The site structure of a growing blog

It is never easy to set up a new blog. It can take quite some time to get picked up by the search engines. Nevertheless, as your blog starts to grow, you’ll probably face new SEO problems. In the upcoming weeks, I’ll discuss some of the difficulties you might encounter as your blog really starts to grow. How do you come up with new content? Should your keyword strategy be adapted as your blog gets bigger? How do you manage different authors? And how will you keep the structure of your blog in shape? In this post, I’ll discuss some techniques to improve the structure of a growing blog.

Managing the structure a growing blog

Why is structure important for SEO?

Maintaining a solid structure of your website should be an important part of your SEO strategy (read our post about site structure and about cleaning up your site structure for more info). A decent site structure helps Google understand your site and makes sure you don’t compete with your own content when trying to rank in search engines.  The structure of your blog will be fairly easy to maintain as long as your blog is small. As your blog gets bigger, you’ll need to do more in order to keep the structure of your blog optimal.

1. Evaluate your categories

As your blog is growing, it could well be that you’re blogging about one thing far more than other things. That’s just the way blogging goes. You should therefore critically evaluate your categories every few months, asking yourself whether or not one category is growing much faster than another category. If some parts of your blog are growing much faster than other parts, you could divide such a category in two separate categories.

Imagine yourself having an Italian food blog for example with the categories pasta, salads, meat dishes and desserts. You should critically evaluate these categories every now and then. It could well be that the category pasta becomes a really large category, because you love spaghetti so much. Perhaps you could make a separate spaghetti category, if you tend to write a lot of spaghetti posts. You would then have five categories: pasta, spaghetti, meat dishes and desserts.

2. Add sub categories and tags

If you have lots and lots of posts, it becomes harder to make sure you link to (all) similar content. There will be too many posts to choose from. As a result of that, a lot of blog posts will ‘get lost’ in a structure that is too flat. There will be few links to these posts, making it hard to be found by both your audience and Google!

By making subcategories, you create an extra layer and a more hierarchical structure. This will make your site easier to be understood by Google. Moreover, there will be fewer posts within each group. In a relatively small group of posts, it will be more likely that every post will receive a link from a new blogpost once in a while, making sure that post won’t get lost.

Tags could also make sure a post gets enough links. Don’t create too many tags, though. Each tag group should have at least three posts. Evaluate your tag structure on a regular basis and make sure you add new tags if you’re blogging about new topics.

3. Add pagination

People don’t want to click through an endless collection of posts. Suppose your blog has 1,000 articles and you’re listing 10 articles per page: that would give you a hundred archive pages. If you would link these pages just by adding an Older (Previous) posts link and a Newer (Next) posts link, that would mean you would have to click 99 times to get to the last page. There is no need to make it that hard.

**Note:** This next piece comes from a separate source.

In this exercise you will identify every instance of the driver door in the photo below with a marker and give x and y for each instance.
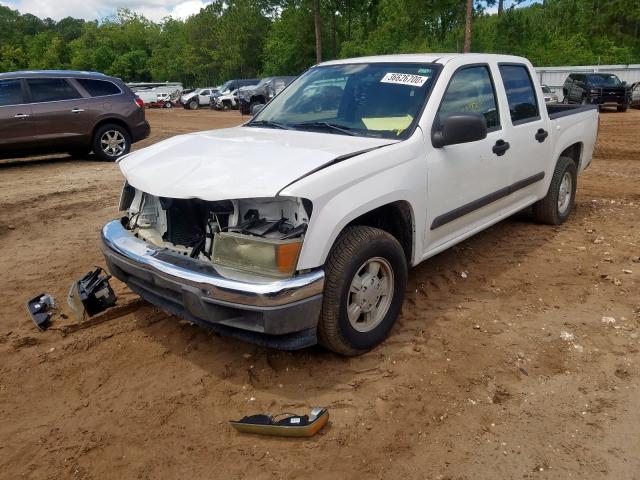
(466, 181)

By adding a numbered pagination, linking for instance the first, second, third, tenth, twentieth, thirtieth, up to the ninetieth and last page, you reduce the number of clicks. Jumping every 20 pages will already lower that number to 10, of course. Pagination will allow your users to click through your archive in a rather simple way.

4. Get rid of outdated content

If articles aren’t up to date anymore and are hardly read by anyone, you could decide to delete them all together. This will clean up your site nicely! Be careful though, because deleting pages could lead to a lot of 404’s. Read Joost’s post about properly deleting a post, before you clean up your old content!

Conclusion: stay on top!

If your blog is growing, you have to analyze the structure of your blog on a very regular basis. Make sure your categories, subcategories and tags are well organized. As your blog is growing, the structure will change and evolve. As long as you stay on top, that structure will remain SEO-friendly!